Il Secco da Valleve mi mancava. Il vallone nordest, chiuso tra la cima del Secco e la gemella cima della "Bogia" e solo esteticamente rovinato dalle reti paravalanghe installate qualche anno fa, dai piazzali di Foppolo è talmente evidente e sfacciato da apparire, scialpinisticamente, una grave provocazione.
E' poco battuto e il motivo è evidente: l'avvicinamento sembra fatto apposta per scoraggiare i più. Sono necessari un'oretta di spallaggio, su sentiero a tratti evidente a tratti quasi cancellato e l'ingresso della parte altra del vallone è un intricato collettore di valanghe con salti rocciosi che a seconda della stagione e dell'innevamento si presentano coperti e scoperti.

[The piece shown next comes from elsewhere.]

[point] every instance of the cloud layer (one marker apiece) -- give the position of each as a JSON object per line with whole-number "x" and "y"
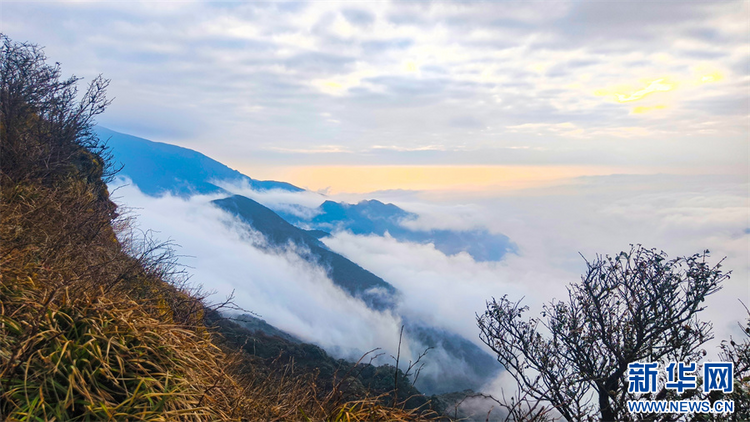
{"x": 266, "y": 83}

Si parte da Valleve, l'imbocco del sentiero è segnalato da un grosso segnavia in legno con indicazione "Pegherolo". Bisogna subito fare attenzione perchè appena si arriva nei pressi del bosco, il sentiero si stacca sulla sinistra dalla traccia principale. E' comunque subito contrassegnato da vecchi bolli. Dopo una partenza ripida il sentiero diventa più regolare entrando nella valle della Valenzana. A poche centinaia di metri dalla statale la natura si fa selvaggia. Il bosco si apre, tappeti di bucaneve spuntano dall'erba gialla, un picchio batte ritmico tra gli alberi, una leggera nebbia va e viene mossa dal vento. All'improvviso un grosso cervo con un bel palco ramificato di corna sbuca dal limite della radura. Mi osserva sorpreso, strano bipide dalla cui schiena sbucano corna lunghe e rosse come il fuoco. Annusa l'aria, poi sparisce nel bosco.

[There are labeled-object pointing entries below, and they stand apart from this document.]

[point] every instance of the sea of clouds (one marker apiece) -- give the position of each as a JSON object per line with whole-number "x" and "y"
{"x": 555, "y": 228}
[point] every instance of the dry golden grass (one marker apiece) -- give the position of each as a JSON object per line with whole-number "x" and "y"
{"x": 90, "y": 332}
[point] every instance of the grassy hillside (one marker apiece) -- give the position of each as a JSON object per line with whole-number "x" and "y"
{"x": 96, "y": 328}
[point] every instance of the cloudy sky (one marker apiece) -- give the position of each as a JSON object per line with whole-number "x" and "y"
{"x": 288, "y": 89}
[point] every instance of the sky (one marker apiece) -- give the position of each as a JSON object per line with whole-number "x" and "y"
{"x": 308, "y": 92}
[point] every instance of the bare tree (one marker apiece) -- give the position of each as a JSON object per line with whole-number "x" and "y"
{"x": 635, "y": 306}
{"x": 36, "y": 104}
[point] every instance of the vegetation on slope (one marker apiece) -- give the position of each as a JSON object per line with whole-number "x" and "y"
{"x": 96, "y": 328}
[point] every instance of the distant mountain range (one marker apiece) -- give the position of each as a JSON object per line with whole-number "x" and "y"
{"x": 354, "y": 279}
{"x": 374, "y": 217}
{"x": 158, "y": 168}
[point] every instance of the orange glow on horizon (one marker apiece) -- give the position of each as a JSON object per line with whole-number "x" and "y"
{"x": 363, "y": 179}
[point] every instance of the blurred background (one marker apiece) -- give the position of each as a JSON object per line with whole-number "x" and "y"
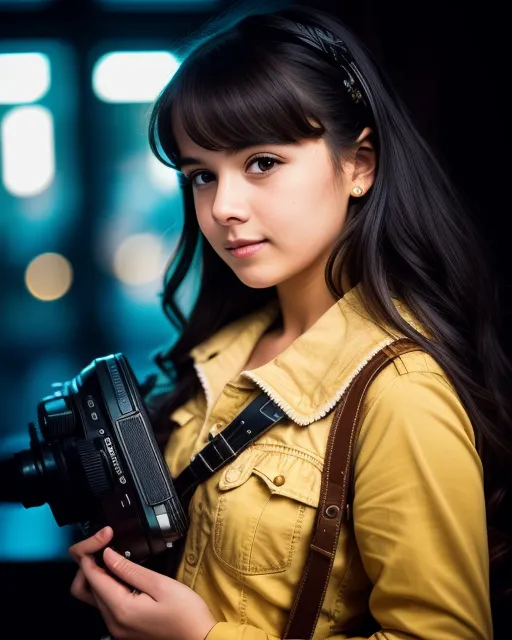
{"x": 88, "y": 218}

Dopo circa mezz'ora di cammino, a quota 1350 trovo la prima consistente lingua di neve, che però è interrotta da un salto roccioso. Nel punto di maggior scarico valanghivo solo un paio di metri restano scoperti e così mi viene l'idea che quello che non è facile salire può essere agevolmente saltato in discesa, sci ai piedi, con un bel landing ripido il giusto.
La traccia di sentiero, ora incerta, risale sulla destra uno scarico valanghivo laterale. Un branco ci camosci mi vede arrivare e scappa nel bosco, indicandomi gentilmente il punto in cui occorre lasciare il canale roccioso per entrare tra gli alberi. Seguendo le tracce aggiro il salto roccioso e arrivo nei pressi di ruderi di vecchissimi alpeggi.

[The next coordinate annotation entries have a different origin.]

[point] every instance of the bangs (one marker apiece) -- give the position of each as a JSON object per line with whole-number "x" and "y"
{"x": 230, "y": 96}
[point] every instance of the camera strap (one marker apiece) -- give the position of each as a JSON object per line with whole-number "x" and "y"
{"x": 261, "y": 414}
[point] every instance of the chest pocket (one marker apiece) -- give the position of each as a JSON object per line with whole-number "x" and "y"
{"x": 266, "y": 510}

Poco più in basso riprendo la lingua nevosa e finalmente calzo gli sci. Sono a quota 1550. All'inizio la salita è disagevole, resti di valanga si alternano a salti rocciosi coperti di neve dove stare in piedi mette a dura a prova il mio equilibrio. Poi finalmente il vallone si apre. In corrispondenza delle ultime macchie di cespugli due galli cedroni si azzuffano furiosamente. Provo a fotografarli e rimpiango il poco zoom della macchina.
Risalgo su pendenze accentuate in 20-30 cm di neve fresca e asciutta che diventano 40 nei pressi della cresta. Gli scarichi laterali delle placconate rocciose non lasciano dubbi sulla pericolosità del luogo, quindi anche se il rischio è dato 2 cerco di tenermi nei luoghi che penso più sicuri. Arrivato in prossimità delle reti paravalanghe le guardo con minore fastidio.
Al colle dove esce il canale Sud, salito anni fa con Giusy, Peggy e il Nazza. entro in una nuvola che mi accompagnerà fino alla croce rovinando la vista dalla vetta.
La discesa dal canalone in compenso è fantastica, in neve fresca profonda e leggera. Occorre solo stare lontani dai resti delle vecchie valanghe che rendono irregolare il fondo.
Quando arrivo alle lingue finali, senza pensarci neppure troppo, mi immetto deciso nello stretto canale che porta al salto, convinto di provare a dropparlo. Ma non faccio i conti con la prospettiva. Arrivato al bordo del salto scopro che il drop è di poco più di un metro di altezza, ma che tra la roccia e la neve si apre una bocca di un paio di metri. Stavolta ci penso un po' più a lungo, poi, sci nello zaino e picca in mano, risalgo i 150 metri di toboga nevoso fino a tornare ai ruderi delle baite, e da lì, per sentiero, all'auto.

foto 1: confine tra gli scarichi valanghivi e il vallone superiore
foto 2: il Pegherolo e verso la cima del Secco
foto 3: il vallone di discesa e traccia nella parte alta meno pendente.